Are iterators and ranges going to co-exist?
Steven Schveighoffer
schveiguy at yahoo.com
Thu Jul 22 14:00:26 PDT 2010
On Thu, 22 Jul 2010 16:13:21 -0400, Walter Bright
<newshound1 at digitalmars.com> wrote:
> Steven Schveighoffer wrote:
>>> The algorithm is the one doing the requiring, not the container. So,
>>> if there are standard algorithms some of which require ranges and
>>> others that require interfaces, the container implementor is obliged
>>> to provide both.
>> Now you are just misinterpreting :) Nobody said anything about D
>> interfaces.
>
> I meant iterators, not interfaces. Sorry for the confusion.

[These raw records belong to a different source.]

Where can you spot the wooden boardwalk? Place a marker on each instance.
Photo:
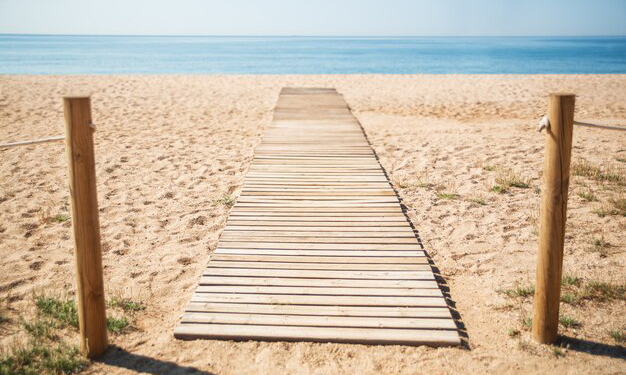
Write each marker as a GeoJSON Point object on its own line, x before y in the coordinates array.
{"type": "Point", "coordinates": [317, 247]}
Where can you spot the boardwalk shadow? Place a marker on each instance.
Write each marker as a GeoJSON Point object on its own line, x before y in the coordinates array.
{"type": "Point", "coordinates": [121, 358]}
{"type": "Point", "coordinates": [441, 281]}
{"type": "Point", "coordinates": [592, 347]}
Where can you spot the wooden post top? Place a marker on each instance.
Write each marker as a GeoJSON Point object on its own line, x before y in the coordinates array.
{"type": "Point", "coordinates": [561, 94]}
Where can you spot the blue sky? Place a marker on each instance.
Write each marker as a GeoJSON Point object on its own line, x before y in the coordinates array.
{"type": "Point", "coordinates": [321, 17]}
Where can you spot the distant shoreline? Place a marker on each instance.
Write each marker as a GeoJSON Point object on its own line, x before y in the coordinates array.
{"type": "Point", "coordinates": [297, 55]}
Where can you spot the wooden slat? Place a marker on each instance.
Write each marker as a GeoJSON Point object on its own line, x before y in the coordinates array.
{"type": "Point", "coordinates": [318, 321]}
{"type": "Point", "coordinates": [289, 299]}
{"type": "Point", "coordinates": [332, 291]}
{"type": "Point", "coordinates": [321, 266]}
{"type": "Point", "coordinates": [304, 282]}
{"type": "Point", "coordinates": [351, 311]}
{"type": "Point", "coordinates": [321, 259]}
{"type": "Point", "coordinates": [319, 334]}
{"type": "Point", "coordinates": [317, 246]}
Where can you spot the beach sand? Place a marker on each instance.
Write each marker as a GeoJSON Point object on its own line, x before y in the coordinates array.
{"type": "Point", "coordinates": [170, 148]}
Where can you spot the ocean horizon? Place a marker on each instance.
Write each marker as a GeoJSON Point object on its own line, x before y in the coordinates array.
{"type": "Point", "coordinates": [121, 54]}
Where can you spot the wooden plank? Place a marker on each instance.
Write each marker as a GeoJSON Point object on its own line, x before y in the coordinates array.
{"type": "Point", "coordinates": [350, 311]}
{"type": "Point", "coordinates": [291, 299]}
{"type": "Point", "coordinates": [320, 274]}
{"type": "Point", "coordinates": [291, 252]}
{"type": "Point", "coordinates": [229, 238]}
{"type": "Point", "coordinates": [321, 259]}
{"type": "Point", "coordinates": [310, 233]}
{"type": "Point", "coordinates": [321, 266]}
{"type": "Point", "coordinates": [319, 226]}
{"type": "Point", "coordinates": [318, 321]}
{"type": "Point", "coordinates": [319, 334]}
{"type": "Point", "coordinates": [317, 247]}
{"type": "Point", "coordinates": [321, 291]}
{"type": "Point", "coordinates": [306, 282]}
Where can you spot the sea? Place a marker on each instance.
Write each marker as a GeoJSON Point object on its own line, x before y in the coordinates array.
{"type": "Point", "coordinates": [63, 54]}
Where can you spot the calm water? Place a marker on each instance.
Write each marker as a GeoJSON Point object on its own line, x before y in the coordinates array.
{"type": "Point", "coordinates": [29, 54]}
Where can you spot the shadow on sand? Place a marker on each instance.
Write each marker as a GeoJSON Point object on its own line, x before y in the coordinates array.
{"type": "Point", "coordinates": [121, 358]}
{"type": "Point", "coordinates": [592, 347]}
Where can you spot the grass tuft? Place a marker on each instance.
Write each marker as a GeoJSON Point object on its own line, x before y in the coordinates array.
{"type": "Point", "coordinates": [63, 311]}
{"type": "Point", "coordinates": [569, 322]}
{"type": "Point", "coordinates": [65, 314]}
{"type": "Point", "coordinates": [528, 322]}
{"type": "Point", "coordinates": [518, 291]}
{"type": "Point", "coordinates": [61, 218]}
{"type": "Point", "coordinates": [499, 189]}
{"type": "Point", "coordinates": [126, 304]}
{"type": "Point", "coordinates": [508, 178]}
{"type": "Point", "coordinates": [512, 332]}
{"type": "Point", "coordinates": [602, 291]}
{"type": "Point", "coordinates": [605, 173]}
{"type": "Point", "coordinates": [557, 352]}
{"type": "Point", "coordinates": [117, 325]}
{"type": "Point", "coordinates": [481, 201]}
{"type": "Point", "coordinates": [444, 195]}
{"type": "Point", "coordinates": [571, 281]}
{"type": "Point", "coordinates": [588, 195]}
{"type": "Point", "coordinates": [42, 357]}
{"type": "Point", "coordinates": [619, 335]}
{"type": "Point", "coordinates": [227, 200]}
{"type": "Point", "coordinates": [570, 299]}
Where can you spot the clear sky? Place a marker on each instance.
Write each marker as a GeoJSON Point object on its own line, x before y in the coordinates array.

OK, sorry for my confusion :) The unquoted message that you responded to
made me think you intended to type interfaces was:
"There aren't two competing interfaces here. If your interface
requires a range of elements, you use a range. If it only needs a
single element, you use a cursor."
From my experience with dcollections, implementing cursors in addition to
ranges is very trivial. Most node-based container types use "iterators",
or pointers to elements underneath ranges anyways. It's generally not an
extra effort to expose them correctly. I think cursors solve the safety
issue quite well.
If you are using duck typing instead of interfaces, it's even easier,
since you can cover both ranges and cursors with one function (you can
make a range out of a cursor, or a pair of cursors from a range very
easily, and then call your implemented function).
Dcollections has a feature where you can swap the underlying
implementation for something completely different. The interface between
the container class and the implementation is some sort of iterator-like
idiom. I plan to homogenize this, and make it better documented.
Hopefully it will become much easier to swap implementations in the future.